Relationships between the DNA methylation (y-axis) and H3K36me3 (x-axis) at the transcribed regions of genes, based on the four DNA methylation measures.

A small number of DNA methylation and histone modification features are sufficient to maximally indicate gene expression

When we combined features derived from DNA methylation and all 26 types of histone modifications, the resulting model had a higher accuracy than all the models involving single histone modification and/or DNA methylation features (Figure 8). To test if it is possible to achieve the same accuracy with a smaller number of feature sets, we applied a forward feature selection procedure. Specifically, we started with either an empty set of features, or all DNA methylation features based on one quantification measure. We then iteratively added the set of features for the type of histone modification that could maximize the accuracy gain, until no more sets could lead to any further improvements. Depending on the DNA methylation features included in the first step, maximal accuracy was achieved by 6-8 feature sets in total (Additional file 1: Figure S45).

Consistent with the single-feature-set results, H3K36me3 and H3K4me3 were always the features first incorporated into the models.
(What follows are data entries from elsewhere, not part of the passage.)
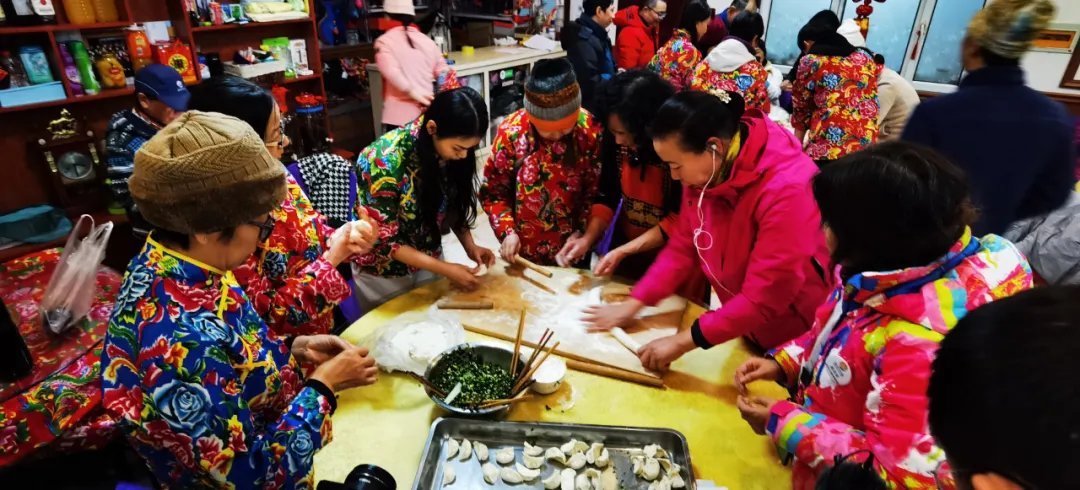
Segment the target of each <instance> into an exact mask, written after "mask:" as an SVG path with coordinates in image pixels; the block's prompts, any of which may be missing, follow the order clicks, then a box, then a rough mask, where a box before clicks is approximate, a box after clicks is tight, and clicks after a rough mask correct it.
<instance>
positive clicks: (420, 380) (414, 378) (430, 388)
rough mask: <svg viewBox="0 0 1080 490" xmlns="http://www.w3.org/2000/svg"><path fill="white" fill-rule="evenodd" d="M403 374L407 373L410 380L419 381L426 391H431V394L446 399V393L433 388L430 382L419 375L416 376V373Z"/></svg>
mask: <svg viewBox="0 0 1080 490" xmlns="http://www.w3.org/2000/svg"><path fill="white" fill-rule="evenodd" d="M405 372H407V373H408V376H409V377H410V378H413V379H415V380H417V381H419V382H420V384H422V385H424V387H427V389H428V390H431V391H432V392H434V393H435V394H436V395H438V396H441V397H444V398H445V397H446V392H444V391H442V390H440V389H437V387H435V385H434V384H431V381H428V380H427V379H424V377H422V376H420V375H417V373H416V372H411V371H405Z"/></svg>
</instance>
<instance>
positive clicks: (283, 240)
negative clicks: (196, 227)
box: [190, 77, 377, 336]
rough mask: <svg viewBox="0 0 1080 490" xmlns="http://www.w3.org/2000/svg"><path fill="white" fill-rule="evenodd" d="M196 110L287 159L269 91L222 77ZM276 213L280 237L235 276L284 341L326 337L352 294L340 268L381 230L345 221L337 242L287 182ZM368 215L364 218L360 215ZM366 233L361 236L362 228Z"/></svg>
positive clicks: (273, 331) (204, 91) (277, 226)
mask: <svg viewBox="0 0 1080 490" xmlns="http://www.w3.org/2000/svg"><path fill="white" fill-rule="evenodd" d="M190 106H191V109H194V110H202V111H215V112H221V113H225V114H229V115H232V117H235V118H239V119H241V120H243V121H244V122H246V123H248V124H249V125H251V126H252V127H253V128H255V131H256V132H260V133H261V134H262V135H264V141H265V142H266V146H267V149H268V150H269V151H270V154H271V155H273V156H274V158H275V159H281V156H282V153H284V149H285V147H286V146H288V139H287V138H286V137H285V136H284V135H283V134H282V131H281V111H280V110H279V107H278V104H276V103H275V101H274V99H273V97H272V96H271V95H270V93H269V92H267V91H266V90H265V89H262V87H260V86H259V85H256V84H255V83H252V82H249V81H247V80H244V79H241V78H239V77H218V78H214V79H211V80H208V81H206V82H204V83H201V84H199V85H198V86H197V87H194V89H192V96H191V104H190ZM270 215H271V216H272V217H273V220H274V228H273V232H272V233H271V234H270V236H269V239H267V241H266V242H265V243H262V244H261V245H260V247H259V250H257V251H256V253H255V254H254V255H252V257H249V258H248V259H247V260H246V261H245V262H244V263H243V264H242V266H241V267H239V268H237V269H235V270H234V271H233V273H234V274H235V276H237V281H239V282H240V285H241V287H243V288H244V291H245V292H247V296H248V298H251V300H252V303H253V304H254V307H255V311H257V312H258V313H259V315H261V316H262V318H264V319H266V321H267V324H268V325H270V329H271V331H272V332H274V334H276V335H279V336H294V335H312V334H327V332H329V331H330V329H332V327H333V326H334V312H333V310H334V307H336V305H338V303H340V302H341V301H343V300H345V299H346V298H348V297H349V295H350V289H349V283H347V282H346V280H345V278H343V277H342V276H341V274H340V273H339V272H338V271H337V269H336V268H337V266H338V264H339V263H341V262H343V261H345V260H346V259H348V258H349V257H350V256H353V255H357V256H359V255H360V254H364V253H366V251H367V250H368V247H356V246H355V243H356V242H355V241H353V240H347V239H351V237H354V236H356V235H359V236H360V239H359V240H362V241H366V242H368V243H372V242H375V236H376V232H377V231H376V227H377V226H376V224H375V223H374V222H373V221H370V220H365V221H366V222H367V226H365V227H357V233H356V234H353V233H351V231H352V223H346V226H345V227H342V228H341V229H340V230H339V231H340V232H341V234H340V235H338V236H337V237H335V230H334V229H333V228H330V227H329V226H327V224H326V218H325V217H323V216H322V215H321V214H319V213H318V212H316V210H315V209H314V206H312V204H311V201H309V200H308V196H307V195H305V193H303V190H302V189H300V186H299V185H298V183H297V182H296V180H294V179H293V177H292V176H288V177H287V192H286V194H285V199H284V200H283V201H282V203H281V205H280V206H278V207H276V208H274V209H273V210H272V212H271V213H270ZM361 216H362V217H366V216H365V215H361ZM362 229H363V232H362V233H361V232H360V230H362Z"/></svg>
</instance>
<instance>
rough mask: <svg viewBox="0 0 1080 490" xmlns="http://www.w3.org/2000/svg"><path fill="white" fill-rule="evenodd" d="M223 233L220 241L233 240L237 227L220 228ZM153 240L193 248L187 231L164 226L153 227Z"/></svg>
mask: <svg viewBox="0 0 1080 490" xmlns="http://www.w3.org/2000/svg"><path fill="white" fill-rule="evenodd" d="M218 231H219V232H220V233H221V235H220V236H219V237H218V241H219V242H221V243H227V242H229V241H231V240H232V237H233V236H235V234H237V227H230V228H226V229H224V230H218ZM153 240H156V241H158V242H159V243H164V244H166V245H175V246H177V247H180V248H181V249H183V250H181V251H184V250H187V249H189V248H191V235H189V234H187V233H180V232H178V231H172V230H165V229H163V228H153Z"/></svg>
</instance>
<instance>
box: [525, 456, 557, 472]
mask: <svg viewBox="0 0 1080 490" xmlns="http://www.w3.org/2000/svg"><path fill="white" fill-rule="evenodd" d="M559 454H562V453H559ZM522 461H524V462H525V467H527V468H529V469H539V468H540V466H543V457H542V455H528V454H525V455H523V457H522Z"/></svg>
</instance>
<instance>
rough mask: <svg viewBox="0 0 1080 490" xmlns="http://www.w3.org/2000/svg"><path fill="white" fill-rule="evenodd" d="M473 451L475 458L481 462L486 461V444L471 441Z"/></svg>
mask: <svg viewBox="0 0 1080 490" xmlns="http://www.w3.org/2000/svg"><path fill="white" fill-rule="evenodd" d="M473 452H475V453H476V459H477V460H480V462H481V463H486V462H487V445H485V444H484V443H473Z"/></svg>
The features next incorporated include those that involve H3K79, and the repressive mark H3K27me3. For the DNA methylation measures mCG, mCG/CG and mCG/CG/len, including DNA methylation features resulted in final models with higher accuracy than the one involving histone modification features alone, indicating that DNA methylation has non-negligible roles in these models with maximal modeling accuracy.

Since the AUC values were increased most by H3K36me3 and H3K4me3, and these two marks are well-known to be most indicative of expression levels, we believe similar results would be obtained if we had applied other feature selection methods.